Day 17: Growing tired of Ronaldo’s treatment of him, Messi trains alone. The press run stories of potential transfers and his fans rally around him, calling Ronaldo a heartless bully who should be sold off instead. Ronaldo’s fans then defend him, calling Messi a weak little Hobbit baby. What was once an intense sporting rivalry bitterly debated by entrenched opposition fandoms becomes the first media-fueled global civil war fought exclusively on the internet and led by sportswear companies.
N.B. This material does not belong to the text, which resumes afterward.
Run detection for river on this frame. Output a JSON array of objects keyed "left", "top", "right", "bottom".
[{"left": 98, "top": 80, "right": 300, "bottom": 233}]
Day 20: In a desperate attempt to make their massive investment work and calm rising tensions, The Club ask Ronaldo and Messi to bring their sons to training so they can be filmed happily playing together. The plan quickly goes south when Cristiano Jr. asks Leo Messi if he can be his new dad and Cristiano Sr. accuses his teammate of being an unfit parent for making his son wear off the rack clothing.

Day 22: Someone finally points out that every other player on the team aside from Ronaldo and Messi left weeks ago upon realizing that no one cared about them at all and that they could make a lot more money and cause controversies of their own as Designated Players in MLS.

Day 24: Cardboard cutouts are used to fill out the starting XI for Messi and Ronaldo’s second match together. No longer concerned with passing, Ronaldo scores four goals and Messi scores 5. They lose 15–9. Post-match headlines read: “Messi and Ronaldo not so great after all?”

Day 27: Skirmishes in the Messi-Ronaldo World War are now limited to LinkedIn and the comments of an Instagram photo of an unremarkable sandwich.

Day 28: Statistical analysis reveals that Cardboard Cutout №6 is actually the best player on the team.

Day 29: The world unites in support of Cardboard Cutout №6. Messi and Ronaldo are sold to third division clubs on different continents and their sons are adopted by Zlatan Ibrahimovic so he can move closer to forming Zlatan FC in the soon to be established nation of Zlatanistan.

Day 30: Cardboard Cutout №6 blows over during a match and is booked for diving. Many people point to Cardboard Cutout №7’s refusal to go down as a clear sign of his superiority as a footballer and an inanimate object. The debate begins again. The world continues to be a horrible place.